I hate gels. When I first started running and started learning about fueling runs, the whole idea of sucking down lab-created maltodextrin and mysterious “natural flavors” didn’t sit well with me. I became plant-based because I wanted to eat whole, unprocessed plants. Gels don’t fit into that plan. Still, when I picked up some free samples at a race expo, I thought I should at least try one. So during a run, I ripped open a Clif gel and immediately gagged. I felt like I had filled my mouth with sickly sweet vanilla toothpaste. It coated my teeth and glued itself to my tongue. Ick. There had to be something better.
My first race foods were not gels at all. I packed a Ziplock bag full of dried tart cherries or dates.
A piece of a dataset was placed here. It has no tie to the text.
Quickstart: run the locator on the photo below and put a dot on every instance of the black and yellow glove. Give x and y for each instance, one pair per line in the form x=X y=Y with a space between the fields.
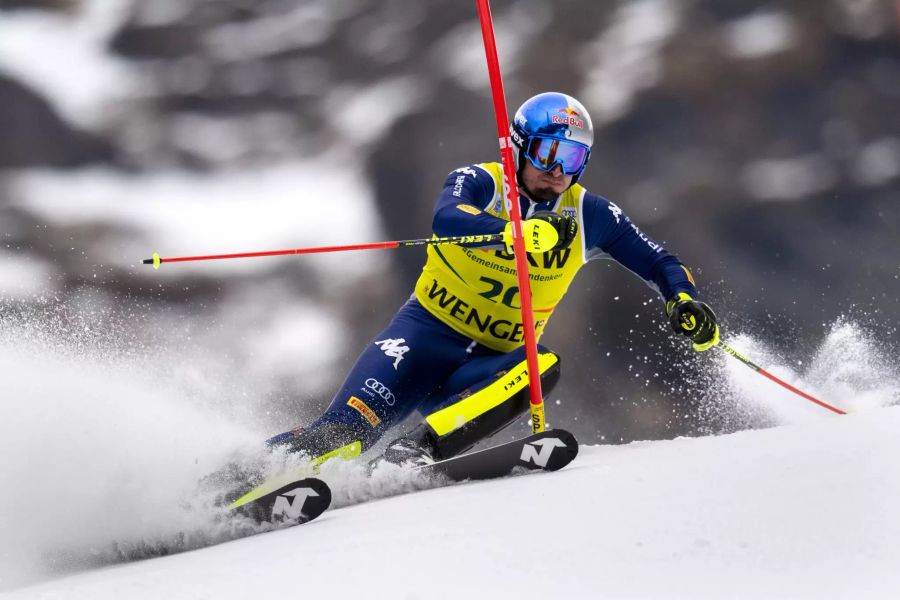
x=544 y=230
x=694 y=319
Tart cherries are good for inflammation and dates have a perfect balance of carbs and potassium. Real, whole foods are still my first choice on a long trail run. The only problem with using them while racing is I started being able to run faster. Chewing and breathing at the same time wasn’t working out so well anymore.
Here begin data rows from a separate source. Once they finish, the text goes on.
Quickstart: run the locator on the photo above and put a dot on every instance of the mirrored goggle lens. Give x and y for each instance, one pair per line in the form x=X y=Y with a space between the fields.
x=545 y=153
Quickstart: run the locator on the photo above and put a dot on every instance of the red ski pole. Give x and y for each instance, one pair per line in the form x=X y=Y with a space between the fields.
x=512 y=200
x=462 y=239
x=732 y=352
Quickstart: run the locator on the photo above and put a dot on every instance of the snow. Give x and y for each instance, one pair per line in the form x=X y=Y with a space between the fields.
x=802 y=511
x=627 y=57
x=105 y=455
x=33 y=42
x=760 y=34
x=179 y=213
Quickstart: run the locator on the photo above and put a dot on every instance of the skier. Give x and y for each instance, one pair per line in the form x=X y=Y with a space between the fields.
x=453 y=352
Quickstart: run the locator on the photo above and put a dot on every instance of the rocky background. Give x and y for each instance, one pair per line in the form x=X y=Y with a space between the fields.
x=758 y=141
So I tried blending the dried fruit with water and adding a little salt for the sodium. Success! Dates are a classic vegan standby for caramel and become close to fudge when you add cocoa. The first of my gels were born: Salted Tart Cherry Gel, Salted Caramel Gel, and my favorite, Brownie Batter Gel. These are great options for racing and I filled my gel flask with Brownie Batter for the 2014 Chicago Marathon.
They have a thinner consistency than many store-bought gels, they taste great, and they are real food. Be sure to blend very well with a decent blender to achieve a smooth gel. If your dried fruit seems very dry, you can try soaking it in water the night before.